Just go shopping. We’ll discuss compatibility when we are done.
tbf, ime people working grocery stores like lost/cast off items like that (assuming it doesn’t spoil quick). the small game of “oh, where does this go” is much wanted break in the mind numbingly tedium that is working a grocery store
I’ve worked in retail and I disagree. Trying to keep everything in order but constantly having to deal with shoppers messing stuff is frustrating.

I used to work for a winter sports store. Skis, snowboards, winter clothes, etc.

On slow days during the week, it was often just me running the floor while I had some guys doing service work in the back. So I had a day where I was alone in front of the store, doing price changes on a rack of skis. Behind me, the only customer in the shop went through every clothing rack and meticulously removed every garment from its hanger and laid it over top of the rack. When I finally caught on to what she was doing, she said, “It looked like you needed something to do!” And then she left without buying anything.

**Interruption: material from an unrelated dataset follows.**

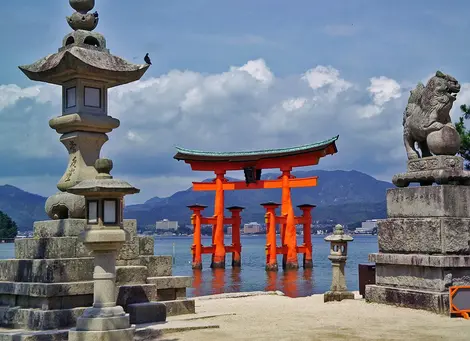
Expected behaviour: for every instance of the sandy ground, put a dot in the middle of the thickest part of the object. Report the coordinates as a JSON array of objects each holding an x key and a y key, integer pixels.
[{"x": 272, "y": 317}]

It’s been at least 15 years, and I still get livid thinking about that.

Fuck. As former retail worker, I’m going to be livid for the next 15 years thinking about it too.
Holy shit, I am the opposite. I had thought I wouldn’t make extra work for workers (unless I was in a hurry and it was a shelf stable thing, I will always put back a refrigerated or frozen thing where it belongs). But this breaking-the-tedium is a new perspective for me.